WASHINGTON D.C., U.S.A. – Bomba Estéreo, a Colombia-based band, started the year on fire, performing at two festivals in Latin America before rocking the United States during a 29-city tour.
“Our music is reaching new audiences,” said Julián Salazar, Bomba Estéreo’s guitarist, about their U.S. tour, which began in mid-April.
The name of the band’s tour, “Body and Soul,” couldn’t have been more fitting.
“When we are on stage, we try to give as much of ourselves as we can,” Salazar said. “When the fans start dancing and jumping, that in turn gives us a lot more energy.”
The effort exerted by Bomba Estéreo during a show moves and inspires the audience, which was evident during a recent show at the Black Cat in Washington, D.C., on May 5.
The band promotes its latest album, “Ponte Bomb,” which features the band’s version of Technotronic’s dance-floor late 1980’s classic “Pump up the Jam” as well as an assortment of innovative remixes for “Fuego” and “La Boquilla.”
The U.S. tour has been satisfying and a great platform for the band to gain exposure, Salazar said.
Bomba Estéreo’s music transcends linguistic barriers and no matter where it plays, the audience can’t resist moving to the band’s soothing sounds, Salazar said.
“We didn’t expect for people to know our music [before the show],” he said. “But the reception we’ve had has been quite surprising.”
Salazar said Bomba Estéreo prefers to play in small, intimate venues, which allows it to make a stronger connection to the audience.
“In smaller venues you are in direct contact with the crowd and you feel their energy,” he said.
This foursome of Bomba Estéreo came together during a project organized by Simón Mejía, the band’s founder and bassist/programmer, in 2005.
But Bomba Estéreo’s success didn’t come overnight.
The band originally was formed as A.M. 770, as an assembly of disc jockeys and visual artists, led by Mejía.
Mejía first teamed with Liliana Saumet, the band’s lead vocalist, and the two released Bomba Estéreo’s first album, “Vol. 1,” in 2006.
Mejía and Saumet were joined by Salazar as lead guitarist and Kike Egurrola on drums, completing the band.
Since then, the band found its niche with striking sounds of electronic music mixed with Colombian folkloric roots music mixed with hip-hop beats.
Bomba Estéreo’s musical style has taken them to key festivals like South by Southwest, Lollapalooza, Coachella, and many others throughout the world.
Salazar said the band’s hard work is paying off.
“People are realizing that we are a band that knows its identity and have come a long way,” he said.
Bomba Estéreo also is receiving praise from the music and movie industries.
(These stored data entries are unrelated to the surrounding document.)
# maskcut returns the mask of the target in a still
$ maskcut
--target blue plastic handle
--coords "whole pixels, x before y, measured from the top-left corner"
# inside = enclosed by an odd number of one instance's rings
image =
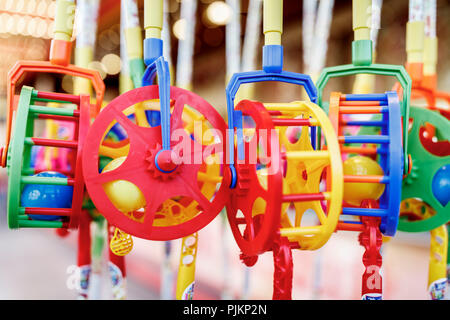
[[[235,168],[234,168],[234,128],[238,130],[238,155],[241,159],[243,157],[243,150],[239,150],[243,148],[243,144],[240,141],[243,139],[242,136],[242,124],[241,121],[237,121],[236,111],[234,110],[234,99],[236,97],[236,93],[239,90],[239,87],[242,84],[246,83],[256,83],[256,82],[267,82],[267,81],[278,81],[291,83],[295,85],[302,86],[306,93],[308,94],[309,99],[313,103],[317,103],[317,89],[314,85],[311,77],[309,75],[294,73],[289,71],[282,70],[283,65],[283,47],[278,45],[268,45],[263,47],[263,70],[259,71],[248,71],[235,73],[228,83],[226,88],[226,96],[227,96],[227,112],[228,112],[228,151],[229,151],[229,159],[228,163],[230,164],[232,181],[231,188],[234,188],[236,185],[236,180],[233,178],[236,176]],[[314,132],[312,132],[313,138],[316,136],[315,128],[312,128]],[[315,141],[313,141],[314,144]],[[313,145],[314,147],[314,145]],[[242,160],[242,159],[241,159]]]
[[[146,59],[146,62],[148,60]],[[142,77],[142,86],[152,85],[158,75],[159,101],[161,105],[162,149],[170,150],[170,71],[163,56],[149,61]]]

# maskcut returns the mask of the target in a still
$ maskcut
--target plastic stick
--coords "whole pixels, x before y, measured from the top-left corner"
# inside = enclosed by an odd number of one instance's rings
[[[181,3],[180,18],[185,21],[185,29],[184,38],[178,41],[176,86],[187,90],[192,89],[196,10],[197,0],[184,0]]]
[[[226,25],[226,80],[241,67],[241,6],[238,0],[227,0],[232,14]]]
[[[303,65],[306,74],[310,74],[312,51],[314,48],[314,29],[317,13],[317,0],[303,1]]]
The recently released American film “Limitless” features a remix of Bomba Estéreo’s “La Boquilla,” a song featured on the “Ponte Bomb” album.
Last summer, Bomba Estéreo was named “Best New Band in the World” by MTV. The group recorded a session with fans in a small downtown New York City venue for MTV.
Salazar said they will work on their third album, which is expected to be released later this year, when they’re done touring.
“We are still in the process of composing songs,” Salazar said about the recording of their third album. “There is still a lot of work to be done.”